Babamla sabah konuştuk balkonda. Daha sonra O çıktı gitti. Ben de balkondan bakıyorum. Arabaya bindi, polis yanına bindi. Arabayı hafif çalıştırır gibi oldu, kaymıştı araba yani… Çapraz ateşe aldılar. Üçlü çapraz ateş açıldı. Sonra bu Ünal Osmanağaoğlu bakıp tekrar bir daha taradı. Sanırım o anda yaşadığını hissettiği ya da gördüğü için… Ben yanına indiğimde babamın hala gözleri açıktı, yaşıyordu. Herhalde bilinci yerinde değildi…. Vücudundan oluk halinde kan akıyordu. Ama yaşıyordu… Arabadan çıkardılar. Ondan sonra üç kere derin nefes aldı, gözleri açıktı kapattı. Arabaya koydular, yüz metre sonra ölmüş. Cinayete bire bir tanık oldum.

Ben Ünal Osmanağaoğlu’nu ilk duruşmada teşhis ettim. O’nu tanıyorum, O da beni tanıyor. O yüzden benim gözüme bakmıyor. O’nun öldürdüğü adamın kızıyım. Ünal Osmanağaoğlu’da benim babamı öldüren katillerden biri. Biz birbirimizi çok iyi tanıyoruz.

Kime lanet okuyorum?
Lanet okuyorum. Ülkemi memleketimi sevmediğim için değil. Ülkemi de memleketimi de seviyorum. Öyle yetiştirildim. Ama yöneticilerden hiçbir zaman memnun olamadık. Olamadan da gideceğiz, artık öyle geliyor. O zaman da lanetliyorsun. Yoksa ben güzel memleketimi niye lanetleyeyim? Kötü eller tarafından yönetilen bir memlekette ülke olmaktan çıkıveriyor, haksızlığa uğradığın zaman.
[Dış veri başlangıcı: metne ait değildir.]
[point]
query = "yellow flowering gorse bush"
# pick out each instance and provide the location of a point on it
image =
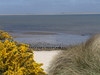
(17, 58)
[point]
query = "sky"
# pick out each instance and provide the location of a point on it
(49, 6)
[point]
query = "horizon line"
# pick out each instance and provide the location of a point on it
(47, 13)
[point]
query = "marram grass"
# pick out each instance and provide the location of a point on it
(17, 58)
(81, 59)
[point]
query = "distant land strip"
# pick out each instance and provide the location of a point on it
(50, 13)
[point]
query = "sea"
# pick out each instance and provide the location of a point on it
(68, 29)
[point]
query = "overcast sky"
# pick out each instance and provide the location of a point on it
(49, 6)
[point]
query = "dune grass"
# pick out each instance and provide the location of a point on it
(81, 59)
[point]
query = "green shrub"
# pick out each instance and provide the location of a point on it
(17, 58)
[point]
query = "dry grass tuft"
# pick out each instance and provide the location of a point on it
(81, 59)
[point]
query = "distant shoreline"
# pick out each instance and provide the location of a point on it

Bir şeyin yanlış anlaşılmasını istemem. Ülkemi değil yönetenleri lanetliyorum. Bir de Ünal Osmanağaoğlu, tetikçidir ama cezalandırılması gerekir. Tabi ki geride o’na azmettirenlere ulaşmaktır bizim hedefimiz. Ama maşalar ve tetikçiler de cezalandırılmalıdır. Ben O’nu teşhis ettim, Yargıtay Ceza Genel Kurulu da bunu tescilledi. Bu iş bitti.

Zaman aşımına sokulması konusunda da yine Yargıtaya başvuracağız. AİHM yolumuz açık mücadelemiz devam edecek. Dava yurtiçinden yurtdışından geniş bir kesim tarafından takip ediliyor.

Eskiden 'AİHM’e gitmek zorunda kaldığımda üzülürüm' derdim hep. Ama 1 Aralık’tan itibaren üzülmüyorum. Eğer devlet benim babamın katilini cezalandırmıyorsa benim teşhisime ve Yargıtay Ceza Genel Kurulu’nun kararına rağmen. Katil olduğu tescillendiği halde, bunu sağlamıyorsa devlet. O zaman Devleti AİHM cezalandırdığında ben hiç üzülmeyeceğim.